O limite de mandatos de meia centena de autarcas do PS, o maior número entre todos os partidos, é uma oportunidade para o PSD, considera Pedro Alves, em entrevista ao ECO/Local Online.
O PS é o maior partido autárquico. O PSD tem vindo a recuperar da derrocada de 2017, quando caiu para 98 câmaras, ao passo que o PS tinha 160. Há quatro anos já aumentaram para 114 câmaras. Qual é a expectativa para 12 de outubro?
A expectativa é ganhar a associação nacional de municípios e a Associação Nacional de Freguesias. Não é só um lugar-comum, é também a oportunidade que temos hoje. Do mesmo modo que o Partido Socialista cresceu desde o período da “troika” até 2017, ou seja, a conjuntura política nacional foi-lhes favorável – vinha de uma maioria de autarquias do PSD. Neste momento, fruto também da limitação de mandatos, haverá um maior número de câmaras a fazer transição e, nesse sentido, haverá também por parte do PSD maiores oportunidades de ganhar câmaras.
O PS saiu fragilizado das legislativas de maio. Se perder a liderança autárquica vai haver uma travessia do deserto?
Não sou analista nem comentador, somos atores políticos, mas não deixo de fazer uma avaliação também daquilo que foi o processo que o PSD passou com todo este período recente do Partido Socialista no poder, com uma maioria autárquica, maioria absoluta e, na altura, também poder na Região Autónoma dos Açores.
O trabalho do PSD foi, primeiro, colocar-se no papel de oposição e perceber que oposição quer ser, que alternativa se quer constituir ao que estava instalado. Desde logo, com a liderança de Luís Montenegro, definiu como prioridade as eleições autárquicas, e pelo meio ainda havia eleições europeias e legislativas. Por isso, o objetivo foi claro, procurar reorganizar o partido ao nível das bases, da proximidade, de forma a poder ter capacidade de uma maior capilaridade em representatividade e também em rede de ação política. Foi esse trabalho que começámos a fazer com o Sentir Portugal, uma semana por mês em cada um dos distritos, visitar todos os concelhos, estar próximo dos autarcas, dos nossos dirigentes e ouvir as pessoas para nos conseguirmos também organizar ao nível da mensagem.
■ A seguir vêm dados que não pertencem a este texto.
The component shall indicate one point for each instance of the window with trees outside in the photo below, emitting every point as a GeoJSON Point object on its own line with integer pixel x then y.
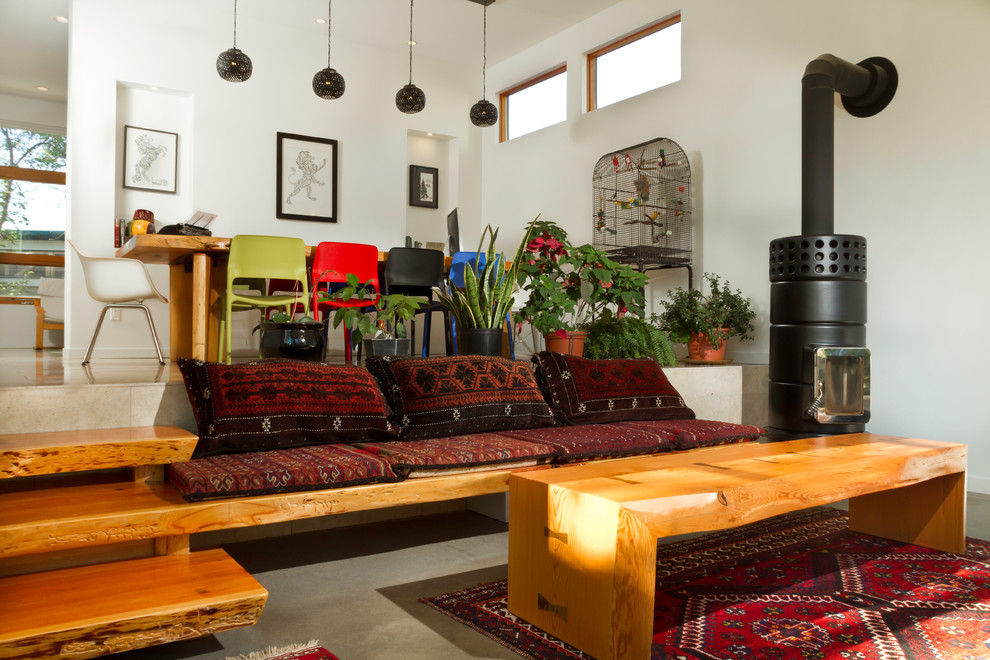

O PS estava habituado a ter poder e tem agora de saber fazer e estar na oposição. Em democracia, o papel da oposição é tão relevante como o de quem exerce poder, para se poder constituir como alternativa. O PS, com a rapidez com que quis chegar ao Governo, achava que quanto mais depressa, melhor, quanto mais tempo se cá está, pior é para quem está na oposição… nem sempre é assim.
Se [o PS] voltar a perder espaço e algumas câmaras, tem que fazer esta reflexão e perceber porque é que os portugueses se estão a divorciar da mensagem do Partido Socialista
Está a falar da “geringonça” em 2015, quando o PS não foi o partido mais votado nas legislativas, mas formou Governo?
Sim. Por isso julgo que, neste momento, o Partido Socialista vai estar focado, porque já estava também a preparar as eleições autárquicas. Vai fazer a avaliação do processo eleitoral com a frieza com que tem de o fazer, mas tem que avaliar este passado recente, em que perdeu o poder autónomo dos Açores, perdeu o poder na Câmara de Lisboa, que é a maior autarquia do país. Perdeu poder a nível nacional, é o terceiro partido no Parlamento. Se voltar a perder espaço e algumas câmaras, tem que fazer esta reflexão e perceber porque é que os portugueses se estão a divorciar da mensagem do Partido Socialista. Creio que há capacidade de regeneração por parte do Partido Socialista. É preciso um trabalho mais intenso, mais minucioso, se querem voltar a ser a alternativa que o país possa vir a desejar.
Para o PSD será mais fácil, à partida, com a alavanca governamental? Como o complemento para idosos ou benesses no IRS.
O objetivo não é esse. São propostas que estão no programa eleitoral. Não se suspende a governação porque há eleições. A nossa proposta do IRS já foi chumbada antes deste Governo por parte do Partido Socialista. Hoje, há condições de voltar a colocar em cima da mesa e de ser aprovada. Recuperou-se uma coisa que foi chumbada, mas que foi um compromisso validado pelos portugueses no programa eleitoral. O mesmo acontece com a justiça social, que tem que ser com os pensionistas.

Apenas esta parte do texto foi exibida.